Haddad critica governador Tarcísio por postura contra STF e condenação de Eduardo Bolsonaro

O ex-ministro e pré-candidato ao Governo de São Paulo, Fernando Haddad (PT), afirmou nesta quarta-feira (17) que o governador do estado, Tarcísio de Freitas (Republicanos), comete um erro ao criticar a condenação do ex-deputado federal Eduardo Bolsonaro (PL-SP) pelo Supremo Tribunal Federal (STF).

Em conversa com jornalistas após evento na PUC-SP, Haddad declarou que Eduardo Bolsonaro “foi para os Estados Unidos conspirar contra a soberania nacional, colocou ministros do Supremo numa situação de total constrangimento e prejudicou a economia paulista mais do que qualquer outra”.

Tarcísio, que busca a reeleição em 2026, considerou a decisão do STF contra Eduardo Bolsonaro como “injusta”. Haddad rebateu, afirmando que o governador não reconhece que a postura do ex-deputado prejudicou o estado que ele governa.

“O Eduardo precisa responder pela irresponsabilidade dele. Está tipificado como crime. Como é que você vai desconsiderar a legislação brasileira e não aplicar a penalidade prevista na lei? Na minha opinião, o governador de São Paulo dá um mau exemplo criticando a Justiça nesse caso”, declarou Haddad.

Sobre a indefinição da vice na chapa para as eleições de outubro, Haddad relatou um encontro recente com o vice-presidente Geraldo Alckmin (PSB) e disse esperar que o impasse seja resolvido em breve.

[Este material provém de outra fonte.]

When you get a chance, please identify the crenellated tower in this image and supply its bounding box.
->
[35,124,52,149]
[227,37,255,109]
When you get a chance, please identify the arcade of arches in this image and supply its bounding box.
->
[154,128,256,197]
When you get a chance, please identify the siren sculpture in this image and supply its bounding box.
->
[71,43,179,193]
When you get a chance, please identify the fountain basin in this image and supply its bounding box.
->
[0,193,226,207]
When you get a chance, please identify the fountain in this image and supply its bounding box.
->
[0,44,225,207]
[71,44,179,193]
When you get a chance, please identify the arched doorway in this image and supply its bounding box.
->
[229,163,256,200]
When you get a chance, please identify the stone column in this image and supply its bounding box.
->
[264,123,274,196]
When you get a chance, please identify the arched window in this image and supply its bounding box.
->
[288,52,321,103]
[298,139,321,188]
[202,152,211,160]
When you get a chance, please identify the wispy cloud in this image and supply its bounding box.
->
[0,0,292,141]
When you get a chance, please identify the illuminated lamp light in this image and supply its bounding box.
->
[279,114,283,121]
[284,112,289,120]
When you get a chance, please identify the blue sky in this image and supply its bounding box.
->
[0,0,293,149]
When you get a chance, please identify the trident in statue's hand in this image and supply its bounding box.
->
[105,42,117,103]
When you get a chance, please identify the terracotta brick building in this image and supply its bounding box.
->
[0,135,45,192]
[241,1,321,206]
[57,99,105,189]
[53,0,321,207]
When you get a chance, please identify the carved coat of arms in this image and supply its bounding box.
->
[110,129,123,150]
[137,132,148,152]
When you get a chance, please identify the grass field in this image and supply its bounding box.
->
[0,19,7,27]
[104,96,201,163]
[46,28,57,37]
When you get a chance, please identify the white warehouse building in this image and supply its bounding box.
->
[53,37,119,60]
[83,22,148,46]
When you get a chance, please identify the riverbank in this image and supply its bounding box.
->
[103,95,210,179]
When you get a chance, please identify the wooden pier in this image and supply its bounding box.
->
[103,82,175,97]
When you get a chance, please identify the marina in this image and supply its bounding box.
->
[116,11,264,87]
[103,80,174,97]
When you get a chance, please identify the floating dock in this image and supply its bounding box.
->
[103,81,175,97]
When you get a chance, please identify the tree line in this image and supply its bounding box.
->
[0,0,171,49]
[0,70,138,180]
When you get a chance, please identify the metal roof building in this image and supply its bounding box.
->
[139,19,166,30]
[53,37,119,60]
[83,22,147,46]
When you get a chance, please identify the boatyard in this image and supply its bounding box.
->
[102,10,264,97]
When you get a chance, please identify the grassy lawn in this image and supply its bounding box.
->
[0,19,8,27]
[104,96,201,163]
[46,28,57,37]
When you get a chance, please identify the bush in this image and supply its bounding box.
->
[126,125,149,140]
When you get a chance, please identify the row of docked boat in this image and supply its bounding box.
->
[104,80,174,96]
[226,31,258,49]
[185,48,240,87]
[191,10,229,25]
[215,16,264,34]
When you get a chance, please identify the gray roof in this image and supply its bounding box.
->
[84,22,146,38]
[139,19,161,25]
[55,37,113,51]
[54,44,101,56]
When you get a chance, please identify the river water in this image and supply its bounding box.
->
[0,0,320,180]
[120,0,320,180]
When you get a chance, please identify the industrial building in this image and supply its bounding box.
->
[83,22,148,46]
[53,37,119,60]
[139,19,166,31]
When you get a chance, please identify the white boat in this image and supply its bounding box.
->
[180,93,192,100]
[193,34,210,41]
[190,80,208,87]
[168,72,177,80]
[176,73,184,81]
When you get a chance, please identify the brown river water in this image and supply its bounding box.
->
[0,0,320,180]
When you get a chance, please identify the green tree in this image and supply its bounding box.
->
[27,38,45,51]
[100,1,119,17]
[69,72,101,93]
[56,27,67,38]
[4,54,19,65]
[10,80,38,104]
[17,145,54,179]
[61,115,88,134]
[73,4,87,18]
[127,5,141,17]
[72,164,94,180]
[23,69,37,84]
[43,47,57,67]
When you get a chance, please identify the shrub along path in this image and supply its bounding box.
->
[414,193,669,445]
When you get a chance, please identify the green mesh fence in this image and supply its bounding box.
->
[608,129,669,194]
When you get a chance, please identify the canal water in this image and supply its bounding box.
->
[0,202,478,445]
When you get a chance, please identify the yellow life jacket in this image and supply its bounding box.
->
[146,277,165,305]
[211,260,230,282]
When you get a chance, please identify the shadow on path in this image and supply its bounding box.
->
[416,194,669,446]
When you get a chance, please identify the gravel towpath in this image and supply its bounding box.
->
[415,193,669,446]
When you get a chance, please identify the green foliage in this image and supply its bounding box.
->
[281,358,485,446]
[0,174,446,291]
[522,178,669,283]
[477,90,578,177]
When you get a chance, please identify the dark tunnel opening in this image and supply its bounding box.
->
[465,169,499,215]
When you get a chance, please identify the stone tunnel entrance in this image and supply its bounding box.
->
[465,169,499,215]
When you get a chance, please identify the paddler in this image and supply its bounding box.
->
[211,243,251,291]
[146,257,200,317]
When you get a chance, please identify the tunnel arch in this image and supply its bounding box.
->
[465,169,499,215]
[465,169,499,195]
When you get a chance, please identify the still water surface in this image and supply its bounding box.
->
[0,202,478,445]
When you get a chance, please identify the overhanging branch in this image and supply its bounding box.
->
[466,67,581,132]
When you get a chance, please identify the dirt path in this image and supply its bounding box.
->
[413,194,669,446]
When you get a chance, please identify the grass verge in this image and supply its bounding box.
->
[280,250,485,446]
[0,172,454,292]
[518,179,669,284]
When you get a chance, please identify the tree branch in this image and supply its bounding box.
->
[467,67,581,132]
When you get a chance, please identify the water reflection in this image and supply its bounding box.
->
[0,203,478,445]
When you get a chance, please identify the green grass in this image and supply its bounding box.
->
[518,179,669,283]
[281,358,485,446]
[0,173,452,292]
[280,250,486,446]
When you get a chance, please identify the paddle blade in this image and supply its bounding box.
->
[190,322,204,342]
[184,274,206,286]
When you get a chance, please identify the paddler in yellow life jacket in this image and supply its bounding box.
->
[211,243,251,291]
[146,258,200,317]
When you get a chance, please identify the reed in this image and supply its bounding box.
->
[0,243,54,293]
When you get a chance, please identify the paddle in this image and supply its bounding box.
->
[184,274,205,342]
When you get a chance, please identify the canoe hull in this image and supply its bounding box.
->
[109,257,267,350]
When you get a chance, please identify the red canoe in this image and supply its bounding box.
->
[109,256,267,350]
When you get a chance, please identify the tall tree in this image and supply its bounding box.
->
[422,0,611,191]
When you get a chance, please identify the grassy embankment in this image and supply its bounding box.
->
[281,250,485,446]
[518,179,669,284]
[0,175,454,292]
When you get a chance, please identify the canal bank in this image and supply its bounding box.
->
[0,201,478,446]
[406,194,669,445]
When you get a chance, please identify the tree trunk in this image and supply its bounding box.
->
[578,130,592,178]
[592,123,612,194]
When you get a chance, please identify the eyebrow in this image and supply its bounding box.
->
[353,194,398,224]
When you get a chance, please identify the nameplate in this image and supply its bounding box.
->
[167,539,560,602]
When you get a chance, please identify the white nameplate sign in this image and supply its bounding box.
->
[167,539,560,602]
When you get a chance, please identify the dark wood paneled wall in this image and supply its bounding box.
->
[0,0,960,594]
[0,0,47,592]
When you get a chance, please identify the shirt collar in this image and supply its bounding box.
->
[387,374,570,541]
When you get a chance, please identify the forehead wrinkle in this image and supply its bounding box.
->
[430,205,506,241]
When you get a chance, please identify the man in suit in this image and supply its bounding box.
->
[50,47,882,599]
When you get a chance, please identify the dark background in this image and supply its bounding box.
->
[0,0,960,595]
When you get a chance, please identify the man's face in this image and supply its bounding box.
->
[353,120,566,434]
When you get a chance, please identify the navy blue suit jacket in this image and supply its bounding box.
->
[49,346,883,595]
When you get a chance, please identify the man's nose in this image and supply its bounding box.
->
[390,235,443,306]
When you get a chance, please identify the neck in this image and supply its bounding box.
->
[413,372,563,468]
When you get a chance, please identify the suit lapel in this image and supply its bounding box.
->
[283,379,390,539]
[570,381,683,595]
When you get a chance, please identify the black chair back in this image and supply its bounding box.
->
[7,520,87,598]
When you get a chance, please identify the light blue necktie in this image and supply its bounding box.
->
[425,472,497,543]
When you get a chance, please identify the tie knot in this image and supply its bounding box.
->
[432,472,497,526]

Na mesma data, Haddad participou de um debate sobre desenvolvimento econômico e democracia na PUC-SP, ao lado de professores e pesquisadores da área econômica. O ex-ministro José Dirceu, diagnosticado com câncer e pré-candidato a deputado federal, participou por videoconferência.

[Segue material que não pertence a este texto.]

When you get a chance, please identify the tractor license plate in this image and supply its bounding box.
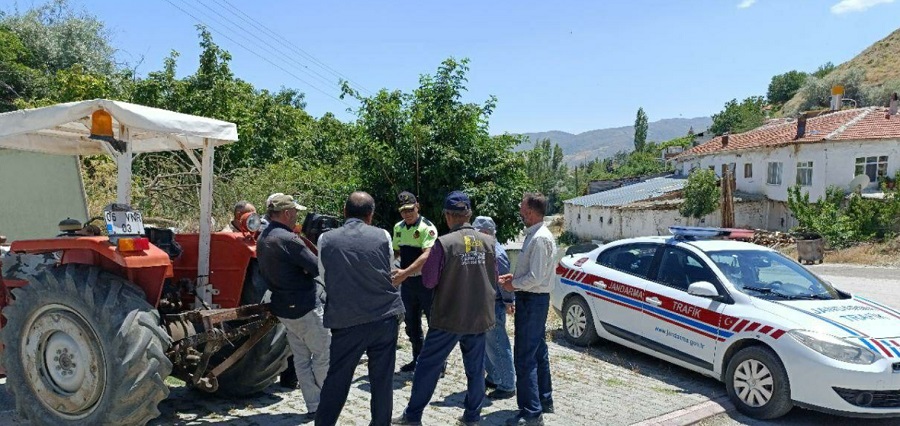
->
[105,211,144,235]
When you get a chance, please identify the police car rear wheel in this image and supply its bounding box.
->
[725,346,793,420]
[563,296,597,346]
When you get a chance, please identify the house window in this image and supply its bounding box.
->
[797,161,812,186]
[853,155,887,182]
[766,162,783,185]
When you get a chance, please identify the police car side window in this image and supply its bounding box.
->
[655,247,718,291]
[597,244,656,278]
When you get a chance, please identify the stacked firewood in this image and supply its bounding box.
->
[750,229,795,247]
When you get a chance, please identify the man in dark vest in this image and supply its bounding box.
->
[394,191,498,425]
[316,192,404,426]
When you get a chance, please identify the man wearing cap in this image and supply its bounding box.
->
[392,191,437,372]
[472,216,516,399]
[221,200,256,232]
[394,191,498,425]
[256,194,331,420]
[500,193,556,425]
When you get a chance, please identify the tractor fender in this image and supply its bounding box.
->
[10,237,173,307]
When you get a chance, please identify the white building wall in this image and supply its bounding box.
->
[676,139,900,201]
[564,201,768,241]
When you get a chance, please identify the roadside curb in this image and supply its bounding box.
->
[632,395,735,426]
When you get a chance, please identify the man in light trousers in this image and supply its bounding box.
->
[472,216,516,399]
[256,194,331,421]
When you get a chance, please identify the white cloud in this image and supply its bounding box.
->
[828,0,894,15]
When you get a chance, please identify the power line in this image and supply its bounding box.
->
[166,0,346,105]
[198,2,337,90]
[164,0,351,108]
[213,0,372,95]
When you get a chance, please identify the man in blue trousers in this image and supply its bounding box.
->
[394,191,498,425]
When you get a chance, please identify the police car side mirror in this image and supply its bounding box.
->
[688,281,721,300]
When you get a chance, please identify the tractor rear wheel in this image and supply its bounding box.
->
[214,259,290,398]
[0,264,172,425]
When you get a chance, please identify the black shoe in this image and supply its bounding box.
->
[400,361,416,373]
[541,400,553,414]
[506,414,544,426]
[391,413,422,426]
[488,389,516,399]
[278,380,297,389]
[456,417,478,426]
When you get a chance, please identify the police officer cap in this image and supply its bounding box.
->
[472,216,497,234]
[444,191,472,212]
[397,191,416,211]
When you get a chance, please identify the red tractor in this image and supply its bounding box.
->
[0,100,289,425]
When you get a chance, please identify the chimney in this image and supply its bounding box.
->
[888,92,898,115]
[794,113,806,139]
[831,85,844,111]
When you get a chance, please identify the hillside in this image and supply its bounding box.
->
[517,117,712,165]
[783,29,900,111]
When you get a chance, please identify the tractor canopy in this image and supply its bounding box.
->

Contexto histórico do desenvolvimento econômico brasileiro

Durante sua exposição, Haddad defendeu uma tese histórica sobre o desenvolvimento econômico do Brasil, afirmando que, em troca da abolição da escravatura em 1888, o Estado brasileiro foi entregue aos fazendeiros com a Proclamação da República em 1889.

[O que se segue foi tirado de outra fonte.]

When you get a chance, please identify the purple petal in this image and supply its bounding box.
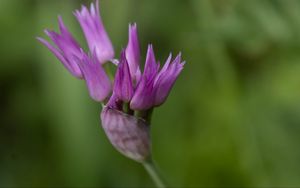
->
[37,17,82,78]
[74,0,114,64]
[143,44,159,79]
[130,77,155,110]
[114,50,133,102]
[130,45,159,110]
[78,51,111,102]
[101,107,151,162]
[126,23,141,80]
[154,54,185,106]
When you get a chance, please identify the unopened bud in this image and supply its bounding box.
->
[101,107,151,162]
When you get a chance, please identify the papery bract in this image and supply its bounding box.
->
[37,16,82,78]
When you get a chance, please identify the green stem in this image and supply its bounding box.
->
[143,160,166,188]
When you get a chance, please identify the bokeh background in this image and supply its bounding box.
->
[0,0,300,187]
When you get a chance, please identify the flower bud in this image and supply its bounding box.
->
[101,106,151,162]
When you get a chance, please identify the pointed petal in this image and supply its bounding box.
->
[143,44,159,79]
[101,107,151,162]
[126,23,140,80]
[74,1,114,64]
[78,54,111,102]
[130,76,155,110]
[37,37,82,78]
[154,54,184,106]
[114,50,133,102]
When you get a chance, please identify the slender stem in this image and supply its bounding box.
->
[143,160,166,188]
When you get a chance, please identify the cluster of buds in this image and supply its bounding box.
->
[38,0,184,162]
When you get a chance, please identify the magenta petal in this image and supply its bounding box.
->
[101,107,151,162]
[130,45,159,110]
[130,77,155,110]
[74,0,114,64]
[37,16,82,78]
[78,54,111,102]
[126,23,141,80]
[154,54,185,106]
[143,44,159,79]
[114,51,133,102]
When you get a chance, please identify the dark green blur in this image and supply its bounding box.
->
[0,0,300,187]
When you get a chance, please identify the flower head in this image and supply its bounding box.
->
[74,0,114,64]
[38,0,184,162]
[114,50,133,102]
[125,23,141,81]
[37,16,82,78]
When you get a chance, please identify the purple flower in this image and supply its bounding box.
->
[77,52,111,102]
[37,16,82,78]
[126,23,141,81]
[154,53,185,106]
[38,0,184,162]
[74,0,114,64]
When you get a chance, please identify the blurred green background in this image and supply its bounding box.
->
[0,0,300,187]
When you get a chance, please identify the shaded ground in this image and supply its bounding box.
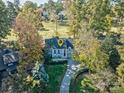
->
[46,64,67,93]
[60,60,78,93]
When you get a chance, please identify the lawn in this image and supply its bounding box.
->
[39,22,69,39]
[4,22,69,41]
[46,64,67,93]
[70,78,83,93]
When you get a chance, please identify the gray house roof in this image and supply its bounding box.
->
[45,37,74,49]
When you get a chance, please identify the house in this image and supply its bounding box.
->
[45,37,74,61]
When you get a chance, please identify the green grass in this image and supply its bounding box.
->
[70,78,83,93]
[46,64,67,93]
[39,22,69,39]
[4,22,70,41]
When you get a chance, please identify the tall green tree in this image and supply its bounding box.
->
[7,1,18,25]
[0,0,10,40]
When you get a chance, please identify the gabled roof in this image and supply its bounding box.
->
[45,37,73,49]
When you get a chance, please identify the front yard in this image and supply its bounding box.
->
[46,64,67,93]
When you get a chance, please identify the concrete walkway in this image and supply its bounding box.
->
[60,59,78,93]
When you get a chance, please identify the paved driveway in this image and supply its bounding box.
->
[60,59,78,93]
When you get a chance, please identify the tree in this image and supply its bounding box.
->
[8,9,45,93]
[23,1,37,9]
[64,0,85,38]
[117,63,124,86]
[0,0,10,40]
[101,36,120,70]
[7,1,18,25]
[81,77,100,93]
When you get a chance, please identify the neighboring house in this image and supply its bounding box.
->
[45,37,73,61]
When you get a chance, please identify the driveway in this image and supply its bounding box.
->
[60,59,78,93]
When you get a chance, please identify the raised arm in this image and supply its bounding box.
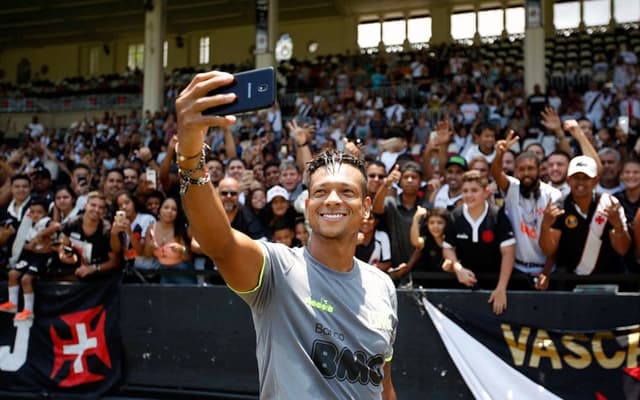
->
[176,71,263,291]
[489,244,516,315]
[409,206,427,250]
[491,130,520,193]
[564,119,602,176]
[287,119,314,171]
[540,107,573,156]
[159,135,178,193]
[538,200,564,257]
[371,165,400,214]
[222,125,238,158]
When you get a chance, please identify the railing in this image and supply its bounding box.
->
[0,94,142,113]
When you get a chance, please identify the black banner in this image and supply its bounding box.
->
[0,276,122,399]
[424,295,640,400]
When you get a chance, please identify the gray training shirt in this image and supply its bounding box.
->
[238,242,398,400]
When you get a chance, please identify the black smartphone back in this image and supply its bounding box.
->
[202,67,276,115]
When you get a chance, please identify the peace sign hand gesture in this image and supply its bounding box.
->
[496,129,520,154]
[541,200,564,231]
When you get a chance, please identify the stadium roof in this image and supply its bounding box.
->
[0,0,484,48]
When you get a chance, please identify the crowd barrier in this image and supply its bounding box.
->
[0,282,640,399]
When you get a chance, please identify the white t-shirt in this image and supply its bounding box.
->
[504,176,562,273]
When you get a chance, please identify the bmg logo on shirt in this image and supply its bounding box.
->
[311,340,384,386]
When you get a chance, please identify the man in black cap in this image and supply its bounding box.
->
[433,155,469,210]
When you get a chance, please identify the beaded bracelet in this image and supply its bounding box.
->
[178,143,211,196]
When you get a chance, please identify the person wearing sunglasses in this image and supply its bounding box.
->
[367,160,387,199]
[218,177,266,239]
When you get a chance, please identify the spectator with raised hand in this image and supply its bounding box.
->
[71,163,93,210]
[356,213,391,272]
[143,197,197,285]
[111,191,156,269]
[218,178,266,239]
[288,119,315,174]
[614,159,640,272]
[491,131,562,290]
[102,168,124,220]
[461,124,497,164]
[539,153,631,282]
[442,171,515,315]
[540,107,572,154]
[49,191,121,281]
[0,198,58,321]
[372,161,424,286]
[410,207,449,287]
[176,71,397,400]
[262,185,297,239]
[51,185,80,224]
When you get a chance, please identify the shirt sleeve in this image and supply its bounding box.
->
[497,207,516,247]
[442,213,457,249]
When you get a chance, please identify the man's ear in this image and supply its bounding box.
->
[362,196,371,218]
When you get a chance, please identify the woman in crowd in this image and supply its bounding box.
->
[262,185,298,240]
[111,191,156,270]
[247,187,267,218]
[144,190,165,219]
[51,185,80,224]
[143,197,197,284]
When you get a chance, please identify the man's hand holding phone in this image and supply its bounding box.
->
[176,71,236,161]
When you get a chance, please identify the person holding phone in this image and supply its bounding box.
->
[176,71,398,400]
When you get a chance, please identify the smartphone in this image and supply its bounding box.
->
[115,210,126,224]
[146,168,158,190]
[618,115,629,135]
[429,131,438,142]
[202,67,276,115]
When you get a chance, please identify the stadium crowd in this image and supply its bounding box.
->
[0,35,640,318]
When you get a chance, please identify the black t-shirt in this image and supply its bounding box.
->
[443,205,515,273]
[51,215,111,272]
[552,194,624,275]
[613,191,640,272]
[231,205,267,239]
[413,225,444,272]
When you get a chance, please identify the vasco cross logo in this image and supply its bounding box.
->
[49,306,111,387]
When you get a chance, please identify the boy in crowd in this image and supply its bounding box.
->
[356,213,391,271]
[0,198,58,321]
[442,171,515,315]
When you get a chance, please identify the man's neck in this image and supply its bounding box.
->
[307,232,358,272]
[362,229,376,246]
[400,192,418,208]
[467,201,486,219]
[82,216,100,230]
[624,185,640,203]
[572,195,593,214]
[478,146,493,156]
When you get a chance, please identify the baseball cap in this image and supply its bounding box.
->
[31,164,51,178]
[567,156,598,178]
[444,156,469,171]
[267,185,289,203]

Segundo ele, o país criou uma classe dominante, mas não uma classe dirigente capaz de pensar um projeto nacional acima dos interesses particulares.

“Todos os episódios republicanos de tentativa de golpe que nós vivemos ao longo do século 20 até agora têm a ver com o fato de que esse pacto oligárquico, de 1889, é ameaçado pela democracia. Quando a democracia põe em xeque esse pacto e diz: ‘Não, nós vamos ter um projeto nacional’, você tem uma instabilidade institucional”, explicou.